Common sense tells us that our earliest experiences have a significant role in shaping who we are. However, only recently have studies shown us the extent to which early childhood abuse, neglect, and/or trauma are linked to lasting emotional, psychological, behavioral, and physical effects.
The lasting effects of early childhood trauma
A landmark study of adverse childhood experiences (ACE) investigated 9,508 adults with the aim of measuring the effects of early childhood trauma. The study looked at emotional, psychological, and physical effects of the abuse and how these early experiences may have impacted these individuals in adulthood.
Questions were asked concerning direct trauma such as physical and sexual abuse, and indirect trauma such as witnessing violence against the mother, or having a family member who abused substances or was mentally ill, suicidal, or been imprisoned.
Lasting emotional effects
Difficulties in relationships
The outcome of abuse varies widely from person to person. However, many adults who endured abuse or neglect have low self-esteem and experience more fear and anxiety compared to those who have not experienced abuse. In addition, adults who suffered past abuse often have difficulty trusting others and are more likely to have problems in their relationships. This is not surprising as our early experiences teach us how relationships work. This is when we learn whether we can rely on others or expect them to hurt or betray us.
Mental health disorders
High rates of depression and anxiety are common among adults who experienced childhood abuse. Post-traumatic stress disorder (PTSD) is also common, as well as higher rates of suicide and suicide attempts. Feelings of ongoing guilt, shame, anger, and horror associated with past abuse can continue into adulthood. This also leads to irritability and difficulty controlling negative emotions.

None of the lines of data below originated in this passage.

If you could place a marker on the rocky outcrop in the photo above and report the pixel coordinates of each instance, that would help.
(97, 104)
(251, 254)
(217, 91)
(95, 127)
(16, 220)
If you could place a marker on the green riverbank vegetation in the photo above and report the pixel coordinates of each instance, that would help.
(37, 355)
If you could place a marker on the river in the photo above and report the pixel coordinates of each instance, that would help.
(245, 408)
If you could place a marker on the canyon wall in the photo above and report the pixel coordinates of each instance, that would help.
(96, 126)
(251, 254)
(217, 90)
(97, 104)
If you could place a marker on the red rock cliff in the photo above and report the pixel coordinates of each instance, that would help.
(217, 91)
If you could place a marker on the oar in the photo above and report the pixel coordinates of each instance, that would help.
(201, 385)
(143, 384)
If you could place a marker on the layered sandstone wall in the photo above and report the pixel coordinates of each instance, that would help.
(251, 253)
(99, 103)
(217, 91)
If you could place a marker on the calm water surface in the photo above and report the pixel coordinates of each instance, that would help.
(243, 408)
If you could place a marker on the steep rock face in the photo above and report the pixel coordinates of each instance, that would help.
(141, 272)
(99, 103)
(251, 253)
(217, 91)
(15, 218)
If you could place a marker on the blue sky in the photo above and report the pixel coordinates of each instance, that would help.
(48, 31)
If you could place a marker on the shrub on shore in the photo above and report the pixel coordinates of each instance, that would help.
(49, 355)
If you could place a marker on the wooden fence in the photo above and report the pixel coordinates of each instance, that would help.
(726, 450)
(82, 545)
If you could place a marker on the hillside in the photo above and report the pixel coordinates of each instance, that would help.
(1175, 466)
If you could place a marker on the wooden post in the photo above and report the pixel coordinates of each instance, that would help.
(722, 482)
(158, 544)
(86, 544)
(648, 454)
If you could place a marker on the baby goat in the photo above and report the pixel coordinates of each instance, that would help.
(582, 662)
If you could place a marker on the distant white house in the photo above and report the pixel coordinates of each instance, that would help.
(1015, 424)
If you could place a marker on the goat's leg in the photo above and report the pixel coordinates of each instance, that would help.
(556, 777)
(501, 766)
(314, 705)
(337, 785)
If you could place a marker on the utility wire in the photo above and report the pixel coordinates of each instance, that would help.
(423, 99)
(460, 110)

Difficulty with emotion regulation
We are not born with the ability to manage our emotions and mood. During childhood, we learn these skills with the help of supportive and caring adults. For example, infants and small children are dependent on the adult to comfort them when scared, ill, or upset. It is not within the infant’s ability to control the fight or flight response and calm themselves when distressed. An adult who soothes the child and brings them back to a feeling of calm and security is essential.
Without this comfort and care, children, especially those who are very young, are at a loss as to how to make themselves feel better when upset or stressed. This basic function is highlighted in early attachment research, where the absence of support leads to lasting effects on the child’s ability to cope with negative emotion and stress.
Difficulty with emotion management often leads to poor health behaviors in adulthood. To deal with stress or negative emotion, many adults end up reaching for substances, alcohol, or food in order to feel better during stressful times.
It’s never too late to get treatment. While the research looks dismal for those who have endured early abuse, therapy and treatment can help you heal from past trauma. On a neurological level, your brain is capable of change throughout your entire life. This means you can learn coping skills that are healthy rather than damaging to your health. Additionally, a supportive therapeutic environment can give you the support you need and help bring you to a place of healing and wellbeing.
There are many approaches to assist those who have suffered early trauma. If you or someone you know is struggling, one-on-one therapy with a professional who understands can help you move forward into a happier, healthier future.